The ideal applicant will have a background in radiation oncology, understanding of imaging in radiation oncology and radiotherapy planning.

Investigating the Potential Benefits of MRI-LINAC for Delivery of Stereotactic Ablative Radiotherapy (SBRT) in Hepatobiliary Malignancies

Supervisors: Maria Hawkins, Frank Van den Heuvel.

SBRT has been investigated as an alternative to conventionally fractionated radiotherapy for the local treatment of pancreatic cancer and liver malignancies. Advantages of SBRT include possibility to deliver higher biological effective doses compared to conventional radiotherapy. It has better integration with multidisciplinary treatments due to significantly shorter treatment courses, and potential immune effects. SBRT in the GI tract has potentially severe toxicity due to poor tolerance of the GI tract to radiation and the need for large margins due to poor tumour visualization and motion. Novel radiotherapy technologies (proton and MRI LINAC [MRL]) offer the opportunity to improve SBRT delivery. The project aims are:

1.     to analyse/calculate delivered dose for patients treated in pancreatic and  cholangiocarcinoma trials.

2.     to estimate potential improvement in dose delivery to tumour and normal tissue (TCP/NCTP modelling) comparing the use of motion managed LINAC, MRL or protons for pancreas and HPB malignancies,  to investigate potential benefits using novel toxicity estimation models (“duodenal unfolding”).

3.     to develop an MRL protocol including putative functional sequences to be tested prospectively for the  malignancies studied.

The ideal applicant will have a background in radiation oncology, understanding of imaging in radiation oncology and radiotherapy planning.

Determinants of Sensitivity to G-Quadruplex-Binding Compounds

Supervisors: Madalena Tarsounas, Anderson Ryan.

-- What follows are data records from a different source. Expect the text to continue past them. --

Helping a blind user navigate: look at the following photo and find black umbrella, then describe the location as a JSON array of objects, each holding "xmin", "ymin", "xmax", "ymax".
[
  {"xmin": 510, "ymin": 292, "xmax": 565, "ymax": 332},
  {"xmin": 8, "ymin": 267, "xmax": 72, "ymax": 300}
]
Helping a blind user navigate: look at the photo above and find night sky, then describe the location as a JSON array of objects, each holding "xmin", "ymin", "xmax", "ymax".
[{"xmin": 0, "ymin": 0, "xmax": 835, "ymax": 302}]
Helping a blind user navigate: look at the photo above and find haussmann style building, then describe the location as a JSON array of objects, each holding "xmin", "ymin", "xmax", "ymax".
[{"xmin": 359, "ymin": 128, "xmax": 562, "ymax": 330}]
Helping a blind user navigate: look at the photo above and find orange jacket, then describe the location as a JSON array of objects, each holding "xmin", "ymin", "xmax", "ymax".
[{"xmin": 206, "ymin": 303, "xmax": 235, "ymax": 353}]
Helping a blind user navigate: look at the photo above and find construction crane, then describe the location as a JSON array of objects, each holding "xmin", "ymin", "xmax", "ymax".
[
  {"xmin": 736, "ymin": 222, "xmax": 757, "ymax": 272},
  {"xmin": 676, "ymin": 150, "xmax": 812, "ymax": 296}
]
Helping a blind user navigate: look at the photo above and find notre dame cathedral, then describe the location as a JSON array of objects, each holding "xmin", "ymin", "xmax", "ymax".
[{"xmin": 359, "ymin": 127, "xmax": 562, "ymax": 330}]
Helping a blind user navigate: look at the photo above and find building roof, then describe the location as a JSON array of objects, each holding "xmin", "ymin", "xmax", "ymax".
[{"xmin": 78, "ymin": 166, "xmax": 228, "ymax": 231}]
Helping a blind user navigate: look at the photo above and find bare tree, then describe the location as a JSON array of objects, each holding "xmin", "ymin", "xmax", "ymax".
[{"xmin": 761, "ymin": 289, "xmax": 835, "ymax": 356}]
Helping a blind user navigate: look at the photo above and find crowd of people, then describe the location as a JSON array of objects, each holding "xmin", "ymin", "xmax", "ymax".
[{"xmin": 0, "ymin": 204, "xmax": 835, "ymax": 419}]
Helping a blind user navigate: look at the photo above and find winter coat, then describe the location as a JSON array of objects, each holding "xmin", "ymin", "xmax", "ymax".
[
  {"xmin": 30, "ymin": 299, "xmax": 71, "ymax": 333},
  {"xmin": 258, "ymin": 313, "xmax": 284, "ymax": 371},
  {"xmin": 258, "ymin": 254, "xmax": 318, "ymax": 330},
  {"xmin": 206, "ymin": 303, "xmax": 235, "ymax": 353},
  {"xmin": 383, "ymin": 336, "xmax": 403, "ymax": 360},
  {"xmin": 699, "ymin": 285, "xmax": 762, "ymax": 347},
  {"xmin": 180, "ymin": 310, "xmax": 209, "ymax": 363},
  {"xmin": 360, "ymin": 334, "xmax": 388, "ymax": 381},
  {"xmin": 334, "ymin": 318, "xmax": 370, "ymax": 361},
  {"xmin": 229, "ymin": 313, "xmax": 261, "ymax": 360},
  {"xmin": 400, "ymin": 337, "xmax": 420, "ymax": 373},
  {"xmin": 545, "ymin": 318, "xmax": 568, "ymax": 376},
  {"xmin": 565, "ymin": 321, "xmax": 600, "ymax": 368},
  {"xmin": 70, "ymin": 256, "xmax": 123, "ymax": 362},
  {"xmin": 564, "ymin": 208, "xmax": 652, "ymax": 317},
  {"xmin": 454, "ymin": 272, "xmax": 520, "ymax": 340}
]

The observation that BRCA1 and BRCA2 deficient cells and tumours are sensitive to G-quadruplex (G4)ligands has spurred development of cancer therapies using these molecules to target homologous recombination deficiencies. The cytotoxicity of these drugs relies on binding and stabilisation of G4 structures. These, in turn, block replication fork progression and induce DNA breakage (Rodriguez et al., 2012; Zimmer et al., 2016). The precise type of DNA lesions and signalling pathways triggered by G4 ligands remain unclear. Here we propose to perform a CRISPR/Cas9 screen in human cells to identify determinants of sensitivity to G4-binding compounds. We will focus on CX-5461, a G4 ligand currently in clinical trials against tumours with DNA repair deficient tumours, including those carrying BRCA1/2mutations (Xu et al., 2017). We aim to identify a set of genes whose targeting leads to sensitivity or resistance to CX-5461 treatment. Through functional characterization of these genes, we will assemble a profile of the pathways de-regulated by this drug and how they impact on cell proliferation and survival. This approach will not only help elucidate the mechanism of action of CX-5461, but will also enable to predict tumour response and select patients likely to benefit from this specialised therapy.